With this mission, though, it put that danger into a whole other bracket. And, yeah, learning of the sick interest that Carson had in her took that up several more notches.
But Aurora wasn’t some clueless party.
She wasn’t a damsel in distress. She could hold her own.
And, she had come to us, wanting to be a part of it.
Fuck it,she was one of us now.
That was a done deal.
It wouldn’t change.
It couldn’t.
Letting her go wasn’t an option.
And she’d feel the same way.
She cared about us.
I knew it, I’d felt it.
She’d want to stay.
She would… of course, she would.
She belonged with us now.
The sound of a phone buzzing jolted me from my thoughts.
I patted my jacket pocket, disappointment settling over me in the next couple of seconds as I realized it wasn’t mine vibrating.
I looked to see Olivia pulling her phone from one of the many pockets in her jacket.
All the way here in the car and since we’d been at the safehouse too, she’d remained completely calm and collected.
Until now.
“What’s wrong?” I asked.
She spared me a single glance before rapidly texting back whoever the hell it was, then stowing it away and shooting to her feet. “Change of plans.”
“What are you talking about?”
“I need to go.”
“Excuse me?”
“There’s something I need to do.”
“Fine. Once Asher gets here we’ll figure it out, incorporate it into the rest.”
“I’m afraid it can’t work like that.”
“Why not?” What the hell was happening?
She snatched up her bag and slung it over her shoulder. “I can’t be here anymore.”
I reacted as she rushed past me to the entryway, following after her at a jog.
“You agreed to join forces with us to take down the dollhouse network,” I called after her. “You were on board. Enthusiastic, even. Really gung-ho about it.”
“Things have shifted,” she told me over her shoulder.
“Just like that?
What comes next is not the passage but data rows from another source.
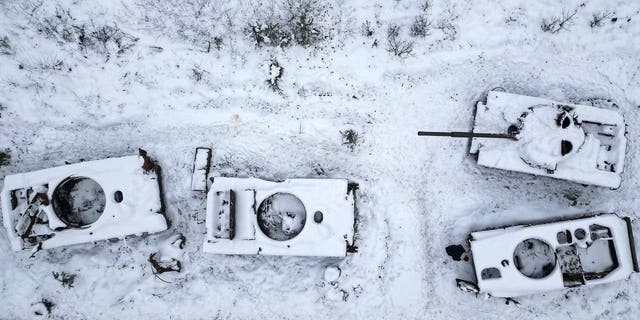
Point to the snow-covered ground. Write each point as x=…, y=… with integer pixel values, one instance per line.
x=167, y=94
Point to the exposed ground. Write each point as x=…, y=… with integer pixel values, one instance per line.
x=194, y=77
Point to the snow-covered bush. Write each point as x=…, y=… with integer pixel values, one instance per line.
x=203, y=23
x=598, y=17
x=63, y=27
x=397, y=45
x=5, y=157
x=269, y=33
x=367, y=29
x=301, y=19
x=294, y=22
x=420, y=26
x=555, y=24
x=350, y=138
x=5, y=46
x=274, y=74
x=66, y=279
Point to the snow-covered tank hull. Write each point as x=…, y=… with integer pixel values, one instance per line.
x=572, y=142
x=83, y=202
x=528, y=259
x=300, y=217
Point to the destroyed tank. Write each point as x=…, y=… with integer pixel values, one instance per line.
x=572, y=142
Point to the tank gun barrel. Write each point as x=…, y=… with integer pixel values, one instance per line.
x=459, y=134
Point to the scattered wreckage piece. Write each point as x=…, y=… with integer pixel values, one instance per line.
x=533, y=135
x=82, y=202
x=572, y=142
x=528, y=259
x=300, y=217
x=201, y=164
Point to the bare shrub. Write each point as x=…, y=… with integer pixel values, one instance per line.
x=5, y=46
x=598, y=17
x=5, y=157
x=198, y=73
x=203, y=23
x=300, y=22
x=301, y=19
x=449, y=30
x=425, y=5
x=112, y=35
x=367, y=29
x=420, y=26
x=274, y=74
x=558, y=23
x=66, y=279
x=270, y=33
x=395, y=44
x=350, y=138
x=63, y=27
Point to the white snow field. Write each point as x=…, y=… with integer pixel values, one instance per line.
x=101, y=79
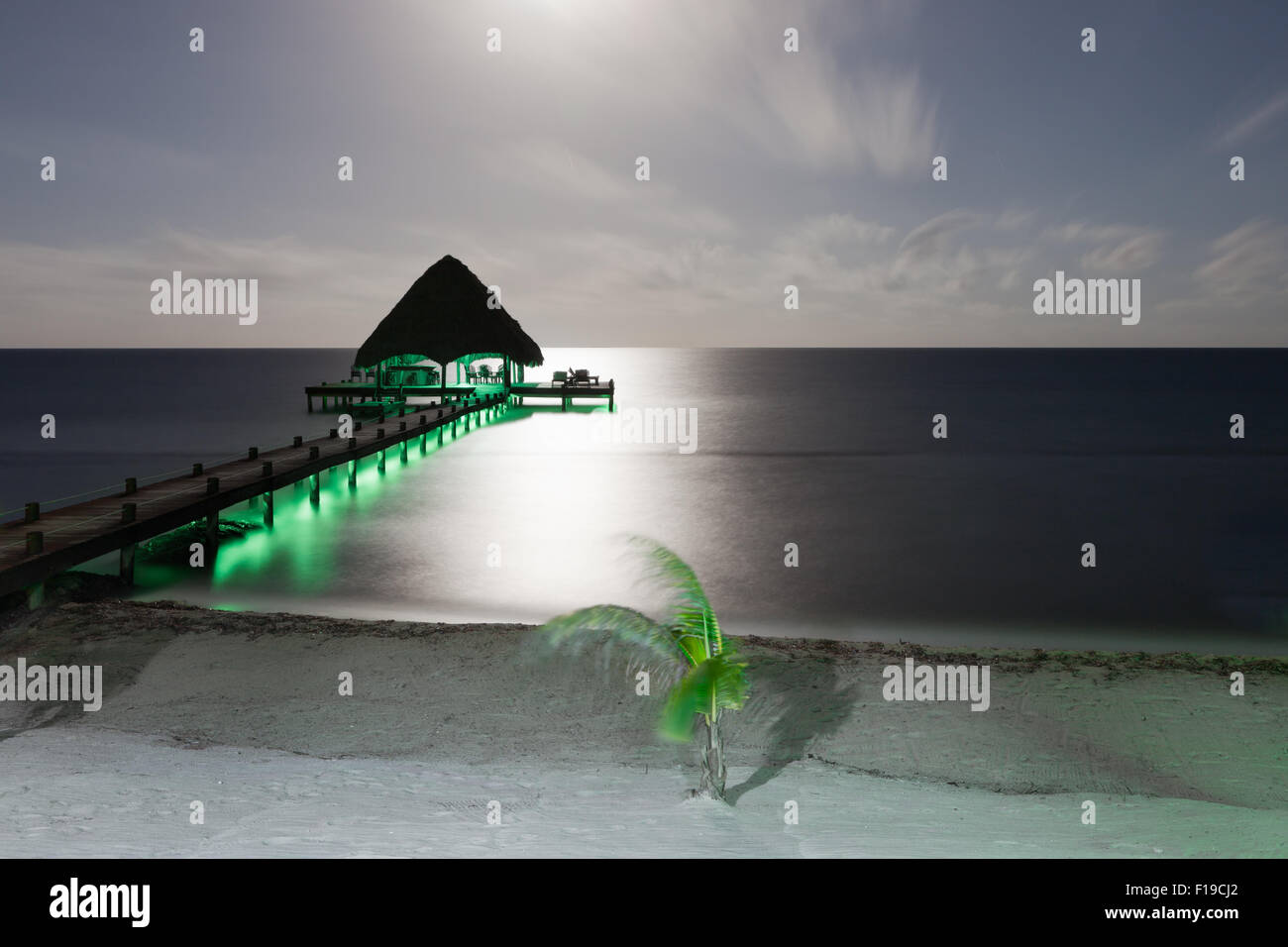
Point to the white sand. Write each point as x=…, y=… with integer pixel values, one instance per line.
x=445, y=720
With a single text?”
“Correct.”
“Who the hell was that? Is someone threatening you? Those Heretics, perhaps?”
When she didn’t answer and moved to open the front door instead, I snagged her arm and jerked her back around to face me. “I can’t let you leave.”
Her eyes darted to my hand on her. “Stand aside, or I’ll be forced to take drastic action.”
“The hell I will.”
She sighed. “Just remember, I warned you. We’re not enemies.”
“What are—”
The glint of metal caught my eye a second before a cuff slapped to my wrist.
With a brutal jolt, she shoved me into the stairs, and then the other cuff was locked around the banister, confining me to it.
She darted back out of my reach as I bolted forward roaring and trying to rip myself free.
“Don’t fucking do this!”
She pulled up short, her hand on the door.
But it was all too brief before she threw it open and walked out.
“Son of a bitch!” I bellowed, my irate voice tearing through the safehouse.